Referring to FIG. 7, in an exemplary embodiment, the trigger stimuli 18 includes a high intensity focused ultrasound that is applied to the selectively decoupling adhesive layer 16. In particular a plurality of ultrasonic waves (trigger stimuli 18) are focused at the selectively decoupling adhesive layer 16. A waveguide 201 may be used to allow for sufficient signal travel path for steering and focusing of the signals to form a focal point 202 at the selectively decoupling adhesive layer 16, thereby causing plastic wave propagation and/or heat generation through the selectively decoupling adhesive layer 16. Steering and focusing multiple elements to the focal point 202 enables ultrasound to pass through the other portions of the battery assembly 205 without damage.

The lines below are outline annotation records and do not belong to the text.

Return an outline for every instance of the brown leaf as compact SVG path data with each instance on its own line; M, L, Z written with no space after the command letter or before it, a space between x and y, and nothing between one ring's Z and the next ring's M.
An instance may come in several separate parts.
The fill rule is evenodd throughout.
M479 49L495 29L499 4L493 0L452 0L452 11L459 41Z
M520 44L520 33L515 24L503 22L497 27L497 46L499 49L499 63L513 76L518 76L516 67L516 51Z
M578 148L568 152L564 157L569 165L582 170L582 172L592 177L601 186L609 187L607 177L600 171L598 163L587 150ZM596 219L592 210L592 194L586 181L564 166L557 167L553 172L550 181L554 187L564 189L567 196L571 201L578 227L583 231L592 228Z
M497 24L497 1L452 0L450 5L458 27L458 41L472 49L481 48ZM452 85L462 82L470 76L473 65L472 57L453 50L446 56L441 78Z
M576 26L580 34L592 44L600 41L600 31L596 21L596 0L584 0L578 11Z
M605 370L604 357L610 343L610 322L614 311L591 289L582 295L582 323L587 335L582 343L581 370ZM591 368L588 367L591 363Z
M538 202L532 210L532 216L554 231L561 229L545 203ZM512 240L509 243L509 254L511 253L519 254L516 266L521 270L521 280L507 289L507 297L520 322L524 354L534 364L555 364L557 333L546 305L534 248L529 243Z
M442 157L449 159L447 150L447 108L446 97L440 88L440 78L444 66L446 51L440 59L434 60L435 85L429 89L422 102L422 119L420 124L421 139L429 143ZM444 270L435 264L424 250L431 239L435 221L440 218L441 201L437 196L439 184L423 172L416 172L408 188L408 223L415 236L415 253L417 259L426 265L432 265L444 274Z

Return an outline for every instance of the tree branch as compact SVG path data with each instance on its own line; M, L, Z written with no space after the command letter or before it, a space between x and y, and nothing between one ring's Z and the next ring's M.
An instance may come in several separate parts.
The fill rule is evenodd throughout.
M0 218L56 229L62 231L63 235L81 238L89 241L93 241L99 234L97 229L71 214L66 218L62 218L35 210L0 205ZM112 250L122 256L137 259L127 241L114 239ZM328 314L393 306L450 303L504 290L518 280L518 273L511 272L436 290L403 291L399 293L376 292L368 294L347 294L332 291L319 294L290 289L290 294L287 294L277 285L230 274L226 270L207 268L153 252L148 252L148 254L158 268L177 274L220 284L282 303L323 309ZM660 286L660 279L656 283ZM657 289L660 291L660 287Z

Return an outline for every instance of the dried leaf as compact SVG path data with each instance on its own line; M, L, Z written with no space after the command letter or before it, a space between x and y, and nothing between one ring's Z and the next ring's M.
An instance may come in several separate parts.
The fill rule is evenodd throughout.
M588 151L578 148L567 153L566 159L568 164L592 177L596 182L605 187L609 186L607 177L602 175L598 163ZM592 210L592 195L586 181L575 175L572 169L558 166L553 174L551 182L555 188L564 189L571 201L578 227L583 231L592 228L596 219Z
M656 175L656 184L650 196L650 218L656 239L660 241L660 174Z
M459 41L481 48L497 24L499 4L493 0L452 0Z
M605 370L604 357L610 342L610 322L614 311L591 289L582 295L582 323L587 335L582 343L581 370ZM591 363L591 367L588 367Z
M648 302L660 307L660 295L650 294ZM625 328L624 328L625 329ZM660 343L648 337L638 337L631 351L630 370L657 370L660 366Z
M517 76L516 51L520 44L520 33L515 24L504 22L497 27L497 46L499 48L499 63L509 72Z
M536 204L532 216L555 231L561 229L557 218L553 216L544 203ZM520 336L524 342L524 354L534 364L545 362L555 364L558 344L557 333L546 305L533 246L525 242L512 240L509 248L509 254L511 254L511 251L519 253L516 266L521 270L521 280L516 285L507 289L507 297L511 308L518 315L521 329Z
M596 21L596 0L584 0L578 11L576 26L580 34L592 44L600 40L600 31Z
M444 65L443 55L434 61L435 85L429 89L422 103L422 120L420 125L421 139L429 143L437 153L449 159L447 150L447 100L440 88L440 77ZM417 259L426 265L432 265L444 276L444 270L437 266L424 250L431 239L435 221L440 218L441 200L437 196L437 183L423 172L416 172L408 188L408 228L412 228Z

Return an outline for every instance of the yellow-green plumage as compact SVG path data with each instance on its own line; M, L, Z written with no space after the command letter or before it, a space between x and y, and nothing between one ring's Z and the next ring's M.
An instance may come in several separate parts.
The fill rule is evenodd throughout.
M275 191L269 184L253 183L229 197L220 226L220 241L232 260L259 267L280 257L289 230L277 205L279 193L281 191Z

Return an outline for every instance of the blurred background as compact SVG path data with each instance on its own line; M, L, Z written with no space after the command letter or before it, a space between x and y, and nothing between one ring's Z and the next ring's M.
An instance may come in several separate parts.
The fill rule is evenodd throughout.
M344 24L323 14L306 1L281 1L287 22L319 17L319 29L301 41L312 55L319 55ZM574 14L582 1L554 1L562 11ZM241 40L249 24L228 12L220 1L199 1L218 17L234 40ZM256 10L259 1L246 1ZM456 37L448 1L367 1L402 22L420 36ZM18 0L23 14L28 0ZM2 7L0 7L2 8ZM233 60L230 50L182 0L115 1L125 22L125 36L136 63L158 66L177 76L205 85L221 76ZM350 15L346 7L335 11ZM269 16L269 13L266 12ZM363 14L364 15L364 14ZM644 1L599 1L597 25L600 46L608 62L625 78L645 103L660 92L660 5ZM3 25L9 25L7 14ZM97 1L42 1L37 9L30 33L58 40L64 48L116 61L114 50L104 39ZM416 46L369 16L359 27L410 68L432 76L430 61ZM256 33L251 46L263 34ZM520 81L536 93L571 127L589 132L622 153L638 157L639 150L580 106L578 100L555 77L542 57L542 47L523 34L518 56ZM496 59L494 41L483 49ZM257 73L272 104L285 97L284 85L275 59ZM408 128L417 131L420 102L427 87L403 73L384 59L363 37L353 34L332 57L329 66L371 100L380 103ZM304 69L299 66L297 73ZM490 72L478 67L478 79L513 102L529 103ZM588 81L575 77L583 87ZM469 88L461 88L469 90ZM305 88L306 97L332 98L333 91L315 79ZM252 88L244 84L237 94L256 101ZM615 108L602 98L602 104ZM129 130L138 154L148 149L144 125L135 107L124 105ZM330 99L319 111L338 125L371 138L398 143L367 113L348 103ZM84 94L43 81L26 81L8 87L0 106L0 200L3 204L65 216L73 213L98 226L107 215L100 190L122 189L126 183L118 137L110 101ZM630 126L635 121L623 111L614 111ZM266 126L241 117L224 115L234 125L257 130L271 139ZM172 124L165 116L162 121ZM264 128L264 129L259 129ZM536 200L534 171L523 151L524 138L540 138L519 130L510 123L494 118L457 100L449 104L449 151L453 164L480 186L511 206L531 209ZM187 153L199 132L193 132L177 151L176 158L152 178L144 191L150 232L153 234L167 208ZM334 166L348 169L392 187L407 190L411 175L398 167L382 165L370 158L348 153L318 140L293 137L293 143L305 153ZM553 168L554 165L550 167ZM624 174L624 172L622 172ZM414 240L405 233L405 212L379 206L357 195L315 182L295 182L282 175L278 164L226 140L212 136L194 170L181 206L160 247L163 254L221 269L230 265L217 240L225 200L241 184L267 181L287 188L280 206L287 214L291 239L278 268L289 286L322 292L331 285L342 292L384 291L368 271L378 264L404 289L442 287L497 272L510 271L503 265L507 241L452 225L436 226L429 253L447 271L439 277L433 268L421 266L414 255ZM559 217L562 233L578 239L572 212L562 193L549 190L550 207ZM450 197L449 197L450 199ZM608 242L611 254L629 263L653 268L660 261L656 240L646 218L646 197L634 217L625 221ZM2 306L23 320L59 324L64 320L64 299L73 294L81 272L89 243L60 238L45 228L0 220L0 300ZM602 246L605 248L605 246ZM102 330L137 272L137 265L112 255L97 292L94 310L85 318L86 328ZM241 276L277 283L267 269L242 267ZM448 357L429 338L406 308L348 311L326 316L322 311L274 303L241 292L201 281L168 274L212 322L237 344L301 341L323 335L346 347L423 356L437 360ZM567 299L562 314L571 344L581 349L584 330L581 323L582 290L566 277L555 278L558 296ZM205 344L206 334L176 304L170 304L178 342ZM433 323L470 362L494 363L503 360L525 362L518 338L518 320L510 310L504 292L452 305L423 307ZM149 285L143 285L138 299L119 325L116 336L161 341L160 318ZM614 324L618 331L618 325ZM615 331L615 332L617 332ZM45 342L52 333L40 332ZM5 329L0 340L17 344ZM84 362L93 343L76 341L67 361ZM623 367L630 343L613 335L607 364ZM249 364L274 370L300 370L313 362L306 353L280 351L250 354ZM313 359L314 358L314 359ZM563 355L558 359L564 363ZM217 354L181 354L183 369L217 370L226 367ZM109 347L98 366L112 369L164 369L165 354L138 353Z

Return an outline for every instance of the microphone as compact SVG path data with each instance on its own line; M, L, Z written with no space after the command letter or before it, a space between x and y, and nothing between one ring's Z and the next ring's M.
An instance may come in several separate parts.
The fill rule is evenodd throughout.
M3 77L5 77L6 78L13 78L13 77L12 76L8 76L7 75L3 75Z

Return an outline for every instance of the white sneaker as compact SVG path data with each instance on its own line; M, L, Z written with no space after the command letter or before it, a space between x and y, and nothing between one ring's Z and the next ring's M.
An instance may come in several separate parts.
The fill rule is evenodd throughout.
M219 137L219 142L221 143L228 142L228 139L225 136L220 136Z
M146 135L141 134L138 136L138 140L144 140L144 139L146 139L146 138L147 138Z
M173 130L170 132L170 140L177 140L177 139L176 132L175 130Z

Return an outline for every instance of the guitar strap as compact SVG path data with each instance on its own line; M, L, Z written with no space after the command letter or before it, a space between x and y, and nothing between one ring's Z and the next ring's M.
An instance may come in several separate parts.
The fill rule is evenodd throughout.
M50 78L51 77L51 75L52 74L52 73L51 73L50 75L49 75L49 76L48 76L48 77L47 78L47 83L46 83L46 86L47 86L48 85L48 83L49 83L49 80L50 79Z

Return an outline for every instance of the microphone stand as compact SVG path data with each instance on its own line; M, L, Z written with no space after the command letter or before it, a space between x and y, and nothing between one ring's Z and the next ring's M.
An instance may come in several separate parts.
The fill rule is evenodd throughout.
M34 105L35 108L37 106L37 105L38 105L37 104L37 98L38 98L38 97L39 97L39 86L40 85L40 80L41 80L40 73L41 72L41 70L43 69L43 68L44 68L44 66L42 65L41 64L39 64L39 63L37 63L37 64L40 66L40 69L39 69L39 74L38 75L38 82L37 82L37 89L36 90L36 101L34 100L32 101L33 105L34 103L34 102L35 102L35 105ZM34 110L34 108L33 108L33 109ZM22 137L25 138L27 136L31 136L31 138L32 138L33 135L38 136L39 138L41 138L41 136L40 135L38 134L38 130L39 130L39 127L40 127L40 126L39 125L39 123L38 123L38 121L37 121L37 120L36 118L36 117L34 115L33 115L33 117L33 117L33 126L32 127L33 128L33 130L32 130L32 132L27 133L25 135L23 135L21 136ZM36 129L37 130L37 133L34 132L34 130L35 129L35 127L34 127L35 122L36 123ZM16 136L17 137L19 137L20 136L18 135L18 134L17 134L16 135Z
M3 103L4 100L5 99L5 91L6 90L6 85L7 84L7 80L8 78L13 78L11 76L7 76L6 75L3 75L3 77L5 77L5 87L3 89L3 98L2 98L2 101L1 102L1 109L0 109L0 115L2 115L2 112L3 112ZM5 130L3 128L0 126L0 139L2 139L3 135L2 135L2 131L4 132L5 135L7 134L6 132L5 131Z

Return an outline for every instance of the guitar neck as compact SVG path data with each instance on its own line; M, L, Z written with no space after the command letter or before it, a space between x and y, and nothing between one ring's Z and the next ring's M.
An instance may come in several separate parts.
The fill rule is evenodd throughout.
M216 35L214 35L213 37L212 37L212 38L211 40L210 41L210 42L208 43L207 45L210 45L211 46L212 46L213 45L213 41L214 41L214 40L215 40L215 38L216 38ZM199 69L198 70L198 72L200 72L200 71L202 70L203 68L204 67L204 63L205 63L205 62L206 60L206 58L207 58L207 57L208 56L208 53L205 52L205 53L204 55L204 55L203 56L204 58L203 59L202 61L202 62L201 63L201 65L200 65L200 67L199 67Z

Decoupling may be induced from high intensity ultrasound in the form of excessive heat, vibration, or cavitation. If there is a direct path to the selectively decoupling adhesive layer 16, a single signal with a sufficiently high (e.g., destructive) amplitude can be used.

Referring to FIG. 8, in an exemplary embodiment, the battery assembly 205 further includes an additional primary adhesive layer 114 that is disposed between the selectively decoupling adhesive layer 16 and the battery component portion 12. As illustrated, the selectively decoupling adhesive layer 16 is directly coupled to the additional primary adhesive layer 114 and indirectly coupled to the battery component portion 12 via the additional primary adhesive layer 114. In an exemplary embodiment, the trigger stimuli 18 includes force that is applied in an in-plane tensile mode to the selectively decoupling adhesive layer 16, which elongates to decouple the battery component portions 10 and 12. In an exemplary embodiment, the adhesive may be a relatively high strain to failure elastomer including, for example, natural or synthetic based rubber adhesives or neoprene based adhesives. The elastomer adhesive layer could be a monolayer or have a foam core layer and elastomeric shell layers.

While the best modes for carrying out the disclosure have been described in detail, those familiar with the art to which this disclosure relates will recognize various alternative designs and embodiments for practicing the disclosure within the scope of the appended claims.